No, $$A_{N}$$ can be unbounded. Define $$a_{n}$$ like this:
if $$n=2^{l}$$ then $$a_{n} = l$$
if $$n = 2^{l} + k, k = 1,2, ...,l$$ then $$a_{n} = -1$$
if $$n= 2^{l} + k, k = l+1, l+2, ... 2^{l+1} -1$$ then $$a_{n} = 0$$ Note that it follows from the definition that
$$A_{n} = l$$ if $$n=2^{l}$$
$$A_{n} = l-k$$ if $$n=2^{l} + k, k =1,2,3, ... l$$
$$A_{n} = 0$$ if $$n=2^{l} + k, k = l+1, l+2, ... 2^{l+1} - 1$$
Clearly $$A_{n} >=0$$ and $$A_{n}$$ is unbounded, however Cesaro means of $$A_{n}$$ tend to $$0$$.
To see this, for given $$K$$ take $$l$$ such that $$2^{l} < K <= 2^{l+1}$$, we get $$\frac{1}{K+1} \sum_{n=1}^K A_n <= \frac{1}{K+1} \sum_{n=1}^{2^{l+1}} A_n = \frac{1}{K+1}\sum_{n=0}^{l}\sum_{k=2^{n}}^{2^{n+1}-1} A_{k} + \frac{1}{K+1} A_{2^{n+1}}$$ The last term tends to $$0$$ of course.

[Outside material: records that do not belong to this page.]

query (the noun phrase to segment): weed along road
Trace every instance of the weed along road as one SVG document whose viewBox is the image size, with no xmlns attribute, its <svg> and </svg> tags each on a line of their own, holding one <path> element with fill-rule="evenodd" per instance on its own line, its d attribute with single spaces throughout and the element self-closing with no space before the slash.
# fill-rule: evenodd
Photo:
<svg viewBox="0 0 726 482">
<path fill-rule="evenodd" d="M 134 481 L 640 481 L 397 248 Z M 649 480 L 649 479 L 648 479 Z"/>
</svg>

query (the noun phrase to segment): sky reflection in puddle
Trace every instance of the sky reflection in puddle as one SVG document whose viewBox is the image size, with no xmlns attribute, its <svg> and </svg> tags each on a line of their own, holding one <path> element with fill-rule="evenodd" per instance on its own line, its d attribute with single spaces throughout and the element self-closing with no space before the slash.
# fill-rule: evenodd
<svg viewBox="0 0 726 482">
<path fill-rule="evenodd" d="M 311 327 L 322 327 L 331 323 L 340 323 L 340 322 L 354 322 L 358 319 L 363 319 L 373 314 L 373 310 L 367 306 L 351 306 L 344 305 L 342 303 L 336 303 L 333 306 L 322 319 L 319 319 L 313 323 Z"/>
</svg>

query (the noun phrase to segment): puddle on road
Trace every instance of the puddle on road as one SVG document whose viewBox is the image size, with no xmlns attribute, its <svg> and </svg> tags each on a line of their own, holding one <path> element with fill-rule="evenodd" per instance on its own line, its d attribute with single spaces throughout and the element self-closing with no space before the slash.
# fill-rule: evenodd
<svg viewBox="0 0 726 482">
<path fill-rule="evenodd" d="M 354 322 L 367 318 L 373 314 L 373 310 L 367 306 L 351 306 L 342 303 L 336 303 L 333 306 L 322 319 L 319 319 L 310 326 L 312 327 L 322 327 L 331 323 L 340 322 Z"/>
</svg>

But the sum in each internal block, is just sum of numbers from $$n$$ down to $$1$$ so it has order of $$n^{2}$$. Then we sum these numbers from $$n=1$$ to $$n=l$$ so the sum will have order of $$l^{3}$$.
But $$K$$ is bigger than $$2^{l}$$ so the ration tends to $$0$$.